No es la primera vez que la recepción por parte de los literatos de un invento que vieron nacer con sus propios ojos despierta el interés de los investigadores. A los ya casi pequeños clásicos en este sentido –Los escritores frente al cine (Fundamentos, 1981) y Gente del 98: arte, cine y ametralladora (1989)- habría que sumar dentro del ámbito español los más recientes Los escritores del 98 y el cine (Fancy, 1999), Proyector de luna. La generación del 27 y el cine (Anagrama, 1999), Viento de cine. El cine en la poesía española de expresión castellana, 1900-1999 (Hiperión, 2002) y 98 y 27: dos generaciones ante el cine (Centro de Profesores y Recursos de Cuenca, 2005).
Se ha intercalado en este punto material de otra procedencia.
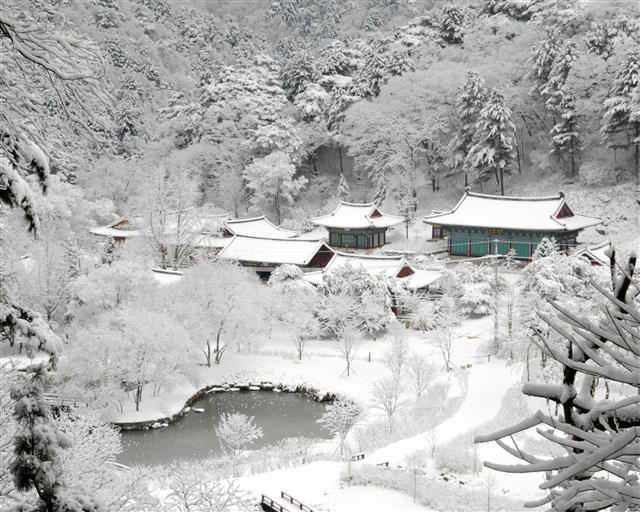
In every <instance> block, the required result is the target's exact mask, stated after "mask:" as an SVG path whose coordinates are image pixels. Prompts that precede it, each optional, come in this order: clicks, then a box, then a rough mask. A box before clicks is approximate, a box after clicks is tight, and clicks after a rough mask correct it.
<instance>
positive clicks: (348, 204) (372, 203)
mask: <svg viewBox="0 0 640 512" xmlns="http://www.w3.org/2000/svg"><path fill="white" fill-rule="evenodd" d="M343 204H344V205H346V206H375V203H373V202H371V203H354V202H352V201H342V200H341V201H340V204H339V205H338V207H340V206H341V205H343ZM334 211H335V210H334Z"/></svg>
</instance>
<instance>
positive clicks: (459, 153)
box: [452, 71, 487, 186]
mask: <svg viewBox="0 0 640 512" xmlns="http://www.w3.org/2000/svg"><path fill="white" fill-rule="evenodd" d="M486 99H487V90H486V88H485V87H484V80H483V79H482V78H481V77H480V75H479V74H478V73H476V72H475V71H469V72H468V73H467V82H466V83H465V84H464V85H463V86H462V87H460V93H459V95H458V99H457V101H456V111H457V113H458V118H459V119H460V126H459V128H458V133H457V134H456V136H455V137H454V139H453V140H452V149H453V151H452V154H453V162H452V163H453V167H454V168H456V169H458V170H461V169H462V168H463V164H464V162H465V160H466V158H467V155H468V154H469V150H470V149H471V146H473V135H474V134H475V131H476V123H477V122H478V118H479V117H480V111H481V110H482V107H483V106H484V103H485V101H486ZM466 185H467V177H466V173H465V186H466Z"/></svg>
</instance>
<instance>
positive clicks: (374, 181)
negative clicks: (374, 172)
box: [373, 171, 387, 206]
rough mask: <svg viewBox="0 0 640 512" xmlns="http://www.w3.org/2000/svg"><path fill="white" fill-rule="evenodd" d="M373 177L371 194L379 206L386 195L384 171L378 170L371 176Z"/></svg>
mask: <svg viewBox="0 0 640 512" xmlns="http://www.w3.org/2000/svg"><path fill="white" fill-rule="evenodd" d="M373 178H374V184H375V187H376V190H375V193H374V195H373V202H374V203H375V205H376V206H380V205H381V204H382V202H383V201H384V200H385V198H386V197H387V178H386V176H385V173H384V171H379V172H378V173H376V175H375V176H373Z"/></svg>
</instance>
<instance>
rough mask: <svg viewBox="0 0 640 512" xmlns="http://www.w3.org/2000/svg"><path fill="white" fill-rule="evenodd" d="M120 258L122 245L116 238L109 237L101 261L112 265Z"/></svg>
mask: <svg viewBox="0 0 640 512" xmlns="http://www.w3.org/2000/svg"><path fill="white" fill-rule="evenodd" d="M119 259H120V247H118V243H117V242H116V241H115V239H114V238H111V237H109V238H107V241H106V243H105V244H104V249H103V251H102V256H101V257H100V261H101V263H102V264H103V265H111V264H112V263H115V262H116V261H118V260H119Z"/></svg>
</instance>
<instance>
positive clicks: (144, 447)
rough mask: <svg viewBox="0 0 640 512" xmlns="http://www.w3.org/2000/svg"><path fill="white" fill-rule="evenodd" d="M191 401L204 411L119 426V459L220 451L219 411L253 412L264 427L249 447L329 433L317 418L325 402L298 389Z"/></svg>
mask: <svg viewBox="0 0 640 512" xmlns="http://www.w3.org/2000/svg"><path fill="white" fill-rule="evenodd" d="M193 407H199V408H202V409H204V410H205V412H203V413H195V412H193V411H191V412H189V413H188V414H187V415H186V416H183V417H182V418H180V419H178V420H177V421H176V422H174V423H172V424H171V425H169V426H168V427H164V428H158V429H150V430H140V431H124V432H122V448H123V451H122V453H121V454H120V455H118V458H117V459H118V462H120V463H122V464H127V465H133V464H161V463H165V462H171V461H173V460H180V459H192V458H196V459H202V458H206V457H210V456H215V455H219V454H220V453H221V449H220V444H219V443H218V439H217V437H216V433H215V426H216V425H217V423H218V421H219V420H220V415H221V414H222V413H234V412H237V413H242V414H246V415H247V416H255V420H254V421H255V424H256V425H257V426H258V427H260V428H262V432H263V434H264V435H263V437H261V438H260V439H258V440H257V441H256V442H255V443H254V444H253V445H251V447H250V448H260V447H262V446H265V445H268V444H272V443H275V442H277V441H280V440H281V439H285V438H287V437H322V438H328V437H329V435H328V434H327V432H326V431H325V430H323V429H322V427H321V426H320V425H319V424H318V423H316V420H317V419H318V418H320V416H322V413H324V411H325V405H324V404H321V403H318V402H314V401H313V400H311V399H310V398H307V397H306V396H304V395H301V394H298V393H275V392H271V391H251V392H230V391H227V392H225V393H214V394H210V395H207V396H205V397H203V398H202V399H200V400H198V401H197V402H196V403H195V404H194V406H193Z"/></svg>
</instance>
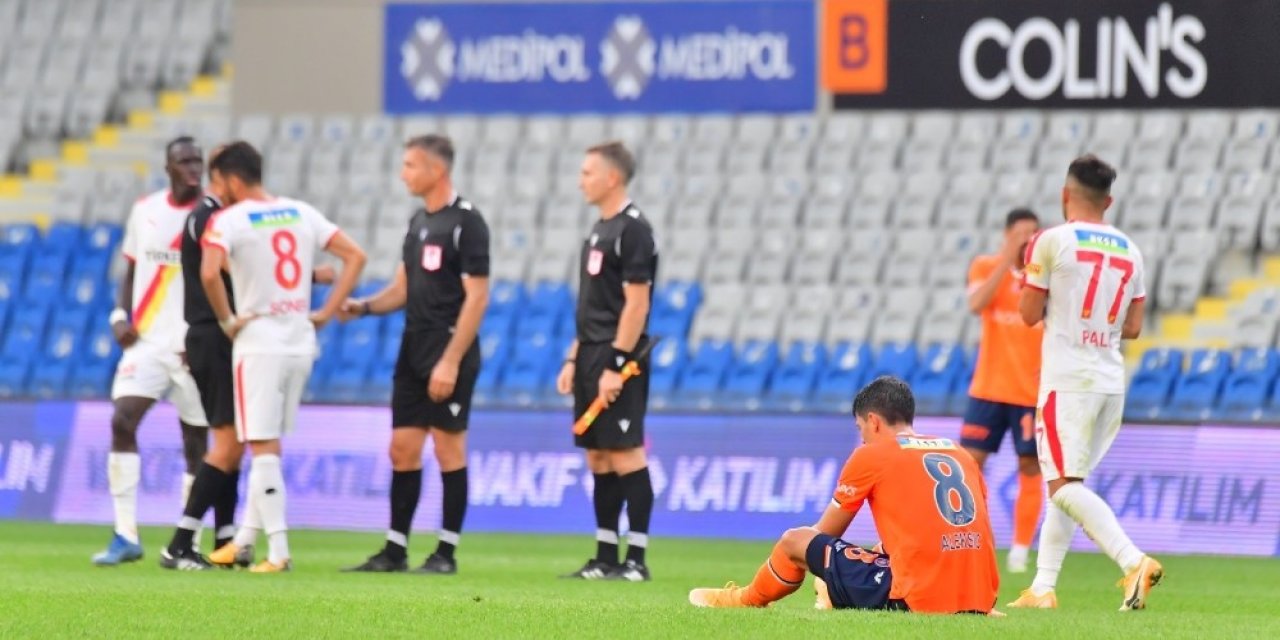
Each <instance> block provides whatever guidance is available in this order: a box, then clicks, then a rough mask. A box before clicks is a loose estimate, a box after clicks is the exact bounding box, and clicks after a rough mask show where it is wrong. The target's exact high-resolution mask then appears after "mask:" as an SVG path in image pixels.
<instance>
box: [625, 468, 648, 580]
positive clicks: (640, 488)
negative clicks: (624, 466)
mask: <svg viewBox="0 0 1280 640" xmlns="http://www.w3.org/2000/svg"><path fill="white" fill-rule="evenodd" d="M618 483H620V484H621V485H622V495H623V497H626V499H627V521H630V524H631V532H630V534H627V559H628V561H636V562H639V563H641V564H644V550H645V548H646V547H649V516H652V515H653V481H652V480H650V479H649V467H644V468H641V470H640V471H632V472H630V474H627V475H625V476H618Z"/></svg>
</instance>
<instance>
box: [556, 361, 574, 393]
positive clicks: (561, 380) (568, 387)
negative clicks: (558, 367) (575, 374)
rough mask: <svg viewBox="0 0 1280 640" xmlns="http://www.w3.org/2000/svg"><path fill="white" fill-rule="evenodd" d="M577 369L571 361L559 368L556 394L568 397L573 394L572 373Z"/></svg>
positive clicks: (572, 376) (556, 389) (556, 376)
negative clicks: (566, 396)
mask: <svg viewBox="0 0 1280 640" xmlns="http://www.w3.org/2000/svg"><path fill="white" fill-rule="evenodd" d="M576 369H577V365H575V364H573V362H572V361H570V362H564V365H562V366H561V372H559V375H557V376H556V393H558V394H561V396H568V394H570V393H573V371H575V370H576Z"/></svg>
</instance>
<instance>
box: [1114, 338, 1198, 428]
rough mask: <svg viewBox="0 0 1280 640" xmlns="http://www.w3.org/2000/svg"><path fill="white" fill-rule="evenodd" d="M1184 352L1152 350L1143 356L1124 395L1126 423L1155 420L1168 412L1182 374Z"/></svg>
mask: <svg viewBox="0 0 1280 640" xmlns="http://www.w3.org/2000/svg"><path fill="white" fill-rule="evenodd" d="M1183 357H1184V355H1183V352H1181V349H1170V348H1160V349H1149V351H1147V352H1146V353H1143V355H1142V361H1140V362H1138V370H1137V371H1134V374H1133V378H1132V379H1130V380H1129V392H1128V393H1126V394H1125V419H1128V420H1155V419H1158V417H1160V416H1161V415H1162V413H1164V412H1165V410H1166V404H1167V402H1169V394H1170V392H1172V389H1174V383H1175V381H1176V380H1178V376H1179V375H1180V374H1181V370H1183Z"/></svg>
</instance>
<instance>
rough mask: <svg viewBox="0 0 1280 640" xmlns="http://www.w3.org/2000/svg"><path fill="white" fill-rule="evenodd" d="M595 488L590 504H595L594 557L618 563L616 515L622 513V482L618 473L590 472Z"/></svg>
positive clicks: (605, 560) (594, 505)
mask: <svg viewBox="0 0 1280 640" xmlns="http://www.w3.org/2000/svg"><path fill="white" fill-rule="evenodd" d="M591 477H593V479H594V480H595V489H593V492H594V493H593V494H591V504H593V506H595V559H598V561H600V562H608V563H609V564H617V563H618V517H620V516H621V515H622V483H620V481H618V475H617V474H614V472H612V471H611V472H608V474H591Z"/></svg>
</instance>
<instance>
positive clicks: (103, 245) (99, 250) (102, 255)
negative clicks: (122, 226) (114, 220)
mask: <svg viewBox="0 0 1280 640" xmlns="http://www.w3.org/2000/svg"><path fill="white" fill-rule="evenodd" d="M123 236H124V229H122V228H120V225H119V224H111V223H97V224H93V225H91V227H90V228H87V229H84V237H83V242H82V243H81V248H82V250H83V252H84V253H87V255H95V256H110V255H111V253H114V252H115V247H116V246H118V244H119V243H120V239H122V237H123Z"/></svg>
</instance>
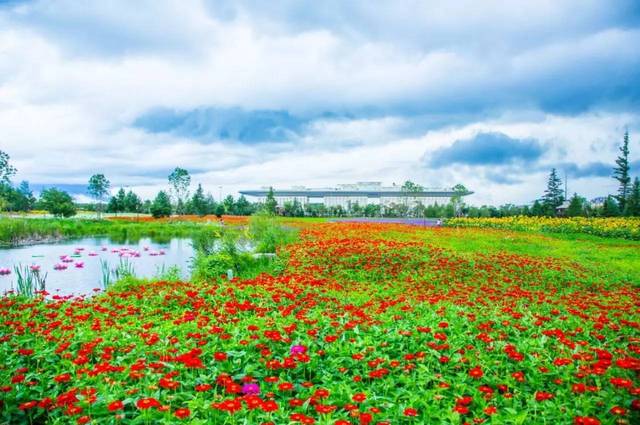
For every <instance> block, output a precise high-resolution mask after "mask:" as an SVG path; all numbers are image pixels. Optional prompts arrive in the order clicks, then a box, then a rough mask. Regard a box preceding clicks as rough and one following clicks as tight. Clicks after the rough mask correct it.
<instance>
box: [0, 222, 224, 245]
mask: <svg viewBox="0 0 640 425" xmlns="http://www.w3.org/2000/svg"><path fill="white" fill-rule="evenodd" d="M219 228H220V226H219V225H218V224H217V223H214V224H204V223H192V222H176V223H170V224H169V223H157V222H136V221H124V220H117V221H115V220H113V221H112V220H87V219H74V220H63V219H44V218H28V219H17V218H0V246H6V245H13V244H17V243H21V242H23V241H37V240H43V239H51V238H62V237H68V238H77V237H82V236H106V237H109V238H111V239H114V240H117V241H122V242H126V241H136V240H139V239H141V238H143V237H152V238H154V239H156V240H168V239H170V238H172V237H197V235H199V234H201V233H208V234H216V232H218V231H219Z"/></svg>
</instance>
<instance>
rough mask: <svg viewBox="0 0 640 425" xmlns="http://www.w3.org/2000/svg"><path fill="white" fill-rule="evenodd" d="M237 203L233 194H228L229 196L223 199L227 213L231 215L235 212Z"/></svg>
mask: <svg viewBox="0 0 640 425" xmlns="http://www.w3.org/2000/svg"><path fill="white" fill-rule="evenodd" d="M235 203H236V201H235V199H233V196H231V195H227V197H226V198H224V200H223V201H222V205H223V206H224V211H225V213H227V214H229V215H233V214H234V213H235V211H234V206H235Z"/></svg>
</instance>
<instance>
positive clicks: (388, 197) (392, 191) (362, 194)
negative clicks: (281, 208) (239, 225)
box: [240, 182, 473, 208]
mask: <svg viewBox="0 0 640 425" xmlns="http://www.w3.org/2000/svg"><path fill="white" fill-rule="evenodd" d="M273 192H274V197H275V199H276V201H277V202H278V205H279V206H283V205H284V204H285V202H293V201H298V202H299V203H301V204H302V205H307V204H324V205H325V206H327V207H332V206H342V207H343V208H349V207H351V206H352V205H354V204H356V203H357V204H359V205H360V206H365V205H368V204H374V205H391V204H401V203H407V204H408V205H415V204H417V203H418V202H420V203H422V204H423V205H431V204H434V203H436V202H437V203H439V204H443V203H447V202H449V200H450V199H451V197H452V196H454V195H455V194H456V192H454V191H453V189H427V188H424V189H423V190H422V191H419V192H406V191H403V190H402V188H401V186H397V185H393V186H382V183H380V182H358V183H355V184H341V185H338V186H337V187H335V188H307V187H304V186H297V187H293V188H290V189H276V188H274V189H273ZM240 193H241V194H242V195H245V196H249V197H252V198H254V200H255V201H257V202H264V201H265V200H266V197H267V194H268V193H269V188H268V187H263V188H261V189H258V190H241V191H240ZM472 193H473V192H469V191H468V192H466V193H465V194H464V195H463V196H466V195H470V194H472Z"/></svg>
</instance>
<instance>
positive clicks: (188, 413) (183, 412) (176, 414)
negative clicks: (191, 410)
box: [173, 407, 191, 419]
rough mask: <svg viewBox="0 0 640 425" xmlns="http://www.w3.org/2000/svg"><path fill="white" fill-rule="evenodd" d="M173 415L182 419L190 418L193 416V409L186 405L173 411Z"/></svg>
mask: <svg viewBox="0 0 640 425" xmlns="http://www.w3.org/2000/svg"><path fill="white" fill-rule="evenodd" d="M173 416H175V417H176V418H180V419H184V418H188V417H189V416H191V411H190V410H189V409H187V408H186V407H181V408H180V409H178V410H176V411H175V412H173Z"/></svg>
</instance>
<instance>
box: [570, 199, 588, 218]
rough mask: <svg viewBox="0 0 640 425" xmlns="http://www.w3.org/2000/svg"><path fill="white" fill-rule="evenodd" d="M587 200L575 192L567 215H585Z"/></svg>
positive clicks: (570, 215) (570, 201) (579, 215)
mask: <svg viewBox="0 0 640 425" xmlns="http://www.w3.org/2000/svg"><path fill="white" fill-rule="evenodd" d="M585 203H586V200H585V199H584V198H583V197H581V196H578V194H577V193H574V194H573V196H572V197H571V201H570V202H569V207H568V208H567V216H568V217H579V216H582V215H584V206H585Z"/></svg>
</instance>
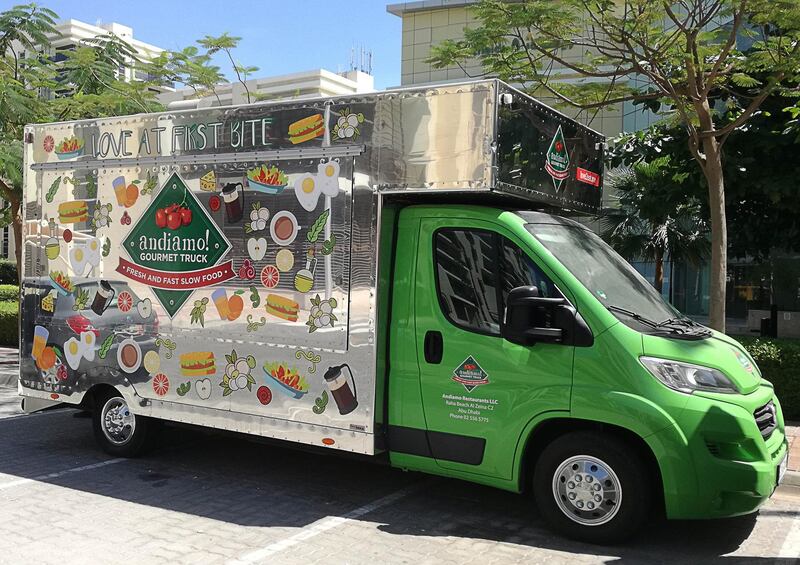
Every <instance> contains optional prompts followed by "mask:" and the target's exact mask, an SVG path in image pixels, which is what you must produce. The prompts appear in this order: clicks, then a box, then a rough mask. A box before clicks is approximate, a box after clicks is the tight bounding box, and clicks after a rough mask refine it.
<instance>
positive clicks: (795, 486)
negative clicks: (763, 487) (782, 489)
mask: <svg viewBox="0 0 800 565" xmlns="http://www.w3.org/2000/svg"><path fill="white" fill-rule="evenodd" d="M784 485H789V486H793V487H800V471H786V474H785V475H784V476H783V482H782V483H781V486H784Z"/></svg>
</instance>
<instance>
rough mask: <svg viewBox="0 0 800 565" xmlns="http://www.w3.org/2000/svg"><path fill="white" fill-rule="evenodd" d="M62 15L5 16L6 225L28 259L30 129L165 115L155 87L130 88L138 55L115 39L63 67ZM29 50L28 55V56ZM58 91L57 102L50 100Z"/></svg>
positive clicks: (10, 8) (48, 14) (87, 47)
mask: <svg viewBox="0 0 800 565" xmlns="http://www.w3.org/2000/svg"><path fill="white" fill-rule="evenodd" d="M56 18H57V15H56V14H55V12H53V11H52V10H48V9H46V8H41V7H39V6H37V5H36V4H26V5H20V6H14V7H12V8H10V9H9V10H6V11H4V12H0V197H2V199H3V201H4V202H5V203H6V207H5V208H4V209H3V210H2V211H0V225H8V224H9V223H10V224H11V225H12V228H13V230H14V239H15V242H16V248H15V254H16V258H17V263H19V262H20V261H21V249H22V248H21V245H22V218H21V215H20V202H21V199H22V188H23V187H22V178H23V175H22V169H23V164H22V135H23V129H24V126H25V124H27V123H33V122H47V121H56V120H72V119H79V118H88V117H102V116H111V115H123V114H133V113H137V112H148V111H153V110H155V109H159V108H160V107H161V106H160V105H159V104H158V102H157V101H156V100H155V94H154V93H153V92H152V89H151V88H150V87H151V86H153V84H152V83H151V82H144V81H131V82H125V81H124V80H121V77H119V76H118V70H119V68H121V67H128V66H131V65H135V64H137V62H138V61H137V59H136V54H135V52H134V50H133V49H132V48H131V47H130V45H128V44H127V43H126V42H125V41H123V40H122V39H119V38H118V37H116V36H113V35H107V36H102V37H98V38H94V39H91V40H88V41H86V42H84V43H83V44H81V45H78V46H76V48H75V49H74V50H73V51H68V52H66V53H65V55H66V58H65V60H64V61H62V62H56V61H55V60H54V59H53V58H52V56H51V54H50V53H48V52H47V48H48V46H49V44H50V41H51V38H53V37H57V36H58V32H57V30H56V28H55V21H56ZM22 51H24V55H23V54H22ZM47 92H51V93H53V94H54V96H53V97H47V96H42V94H43V93H47Z"/></svg>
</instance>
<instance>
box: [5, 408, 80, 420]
mask: <svg viewBox="0 0 800 565" xmlns="http://www.w3.org/2000/svg"><path fill="white" fill-rule="evenodd" d="M72 412H74V409H71V408H59V409H58V410H43V411H41V412H33V413H32V414H16V415H14V416H0V420H19V419H20V418H30V417H32V416H45V415H47V414H70V413H72Z"/></svg>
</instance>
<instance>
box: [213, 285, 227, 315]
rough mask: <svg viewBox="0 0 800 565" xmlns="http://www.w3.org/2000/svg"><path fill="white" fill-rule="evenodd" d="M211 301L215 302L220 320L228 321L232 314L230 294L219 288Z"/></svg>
mask: <svg viewBox="0 0 800 565" xmlns="http://www.w3.org/2000/svg"><path fill="white" fill-rule="evenodd" d="M211 300H213V301H214V304H216V306H217V312H219V318H220V320H227V319H228V315H229V314H230V308H228V294H227V293H226V292H225V289H224V288H218V289H217V290H215V291H214V292H212V293H211Z"/></svg>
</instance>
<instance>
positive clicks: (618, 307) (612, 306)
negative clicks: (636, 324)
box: [606, 304, 662, 328]
mask: <svg viewBox="0 0 800 565" xmlns="http://www.w3.org/2000/svg"><path fill="white" fill-rule="evenodd" d="M606 308H607V309H608V310H611V311H612V312H619V313H620V314H623V315H625V316H628V317H629V318H633V319H634V320H636V321H637V322H641V323H643V324H644V325H646V326H650V327H651V328H661V327H662V326H661V324H659V323H658V322H654V321H653V320H651V319H650V318H645V317H644V316H642V315H641V314H637V313H636V312H634V311H633V310H626V309H625V308H621V307H619V306H614V305H613V304H612V305H611V306H608V305H606Z"/></svg>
Sin llegar al optimismo de un Jack London en el primer libro citado –“ningún lenguaje es capaz de imprimir las cosas en la conciencia de manera tan vívida” (1915)-, Kafka halla en la oscuridad de la sala –ese “reino de las sombras” del que también habló Gorki- el remanso de paz necesario, esa “soledad en reflexión” para unos pensamientos que cabalgaban siempre de forma atropellada por los territorios de la indecisión y el sufrimiento. En sus cartas a su eterna prometida Felice Bauer detiene sus comentarios para hacer referencia a una película, comparar su angustia vital con la que representa algún personaje de la gran pantalla, e incluso para arrojar una lanza a favor de la poderosa expresividad del teatro en detrimento de la “extrema inutilidad del despliegue de facultades” que brinda el cine a los grandes actores: “Max, he visto una representación de Hamlet, o mejor dicho, he oído a Bassermann. ¡Por Dios!, durante ratos enteros adquirí yo el rostro de otra persona, de tanto en cuanto tenía que apartar los ojos del escenario y mirar a un palco vacío para recomponerme”.
Gracias al trabajo de Zischler sabemos la fascinación que sintió Kafka ante el Panorama del Emperador, invento basado en las fotografías estereoscópicas que convivió con el cine en sus primeros años y que le hizo exclamar: “¿por qué no hay una unión de cine y estereoscopio de esta guisa?”, o sus reflexiones sobre sus orígenes tras visionar la película propagandista judía Regreso a Sión un año antes de su final: “Vi que si de alguna manera quería seguir viviendo, yo tenía que hacer algo radical y quise irme a Palestina. Seguramente no habría sido capaz, no tengo la suficiente preparación, tanto en un sentido hebreo como en otros, pero tenía que agarrarme a alguna esperanza”.
Quizá el complemento perfecto a la lectura de esta obra sea visitar el Franz Kafka Museum de la calle Cihelna de Praga, entre cuyos muchos atractivos se encuentra la proyección de un montaje audiovisual que hubiera hecho las delicias del propio escritor.